I know it’s tempting for us somehow to want to say that some can grieve differently from others – it’s natural to want to grasp at straws of something that will comfort us quickly. Perhaps we might think that the victors can grieve more easily and comfortably than the defeated. I remember once being struck by war memorials in Germany… but of course they grieve too. Sometimes people write as though it’s harder that so many of the brightest and best were lost in wars, as though it’s easier somehow if you are just Jo Ordinary. I remember once noticing a memorial that distinguished the officers from the ‘men’. But all are loved, all are grieved for. We might all notice that many of the ways in which we remember, at least the first World War, are through the poems and memoirs of upper class writers and poets, but it was ordinary people like us who suffered and died in much greater numbers; labourers, farm hands, shop workers, mill hands and clerks. The war memorials in countless villages and towns throughout our land list the names not just of members of the Church of England, not just of Christians, but of people from all our communities. That’s why so many of them are in the open air, at the cross roads or in the market place. We all lost, and all grieve. There are not some whose grief is different; deeper, better or more worthy. We are in this together. We grieve just as others do.

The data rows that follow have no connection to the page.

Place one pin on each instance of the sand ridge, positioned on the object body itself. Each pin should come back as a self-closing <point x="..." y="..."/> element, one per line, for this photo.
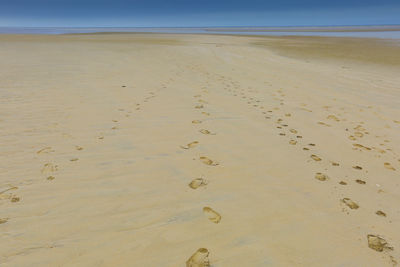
<point x="166" y="150"/>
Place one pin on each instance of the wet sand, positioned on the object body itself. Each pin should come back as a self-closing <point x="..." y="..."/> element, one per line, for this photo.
<point x="197" y="150"/>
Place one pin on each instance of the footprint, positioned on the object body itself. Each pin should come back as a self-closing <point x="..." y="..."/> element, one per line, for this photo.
<point x="333" y="117"/>
<point x="378" y="243"/>
<point x="190" y="145"/>
<point x="208" y="161"/>
<point x="321" y="176"/>
<point x="380" y="213"/>
<point x="358" y="134"/>
<point x="203" y="131"/>
<point x="315" y="157"/>
<point x="198" y="182"/>
<point x="15" y="199"/>
<point x="199" y="259"/>
<point x="361" y="146"/>
<point x="45" y="150"/>
<point x="212" y="215"/>
<point x="49" y="167"/>
<point x="352" y="138"/>
<point x="350" y="203"/>
<point x="389" y="166"/>
<point x="323" y="123"/>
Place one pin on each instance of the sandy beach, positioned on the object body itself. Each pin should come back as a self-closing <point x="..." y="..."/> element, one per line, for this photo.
<point x="199" y="150"/>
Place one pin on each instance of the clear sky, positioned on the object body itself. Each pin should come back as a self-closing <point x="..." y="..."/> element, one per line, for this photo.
<point x="192" y="13"/>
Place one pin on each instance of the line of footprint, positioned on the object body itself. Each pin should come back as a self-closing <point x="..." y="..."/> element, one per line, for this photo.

For all people, of every kind, hope does not come first and easily. For pretty much all of us hope is hard to find when grief is so immediate and raw. There are those who said after World War 1 that, ‘hope, with future eyes and grappling fists, flounders in mud’. And those who said that the so-called Great War inaugurated a new world of ‘abridged hope’. To talk of hope seemed then, and perhaps still does, somehow indecent in the face of so much suffering and death. It was not enough to talk of comfort and hope, when death and wounding and profound trauma had come to so many. There are those who say that the war memorials of the WW1 are different from the ones erected after the Boer Wars. I saw one recently – from the Boer War – which talked of glorious sacrifice in defence of the British Empire and carried that infamous line that Wilfred Owen exposed as a lie; ‘Dulce et decorum est pro patria mori’. World War 1 memorials tend to be much more modest, more sombre, more grief infused, much less gung-ho, not glorying in war or empire or triumph, but simply mourning.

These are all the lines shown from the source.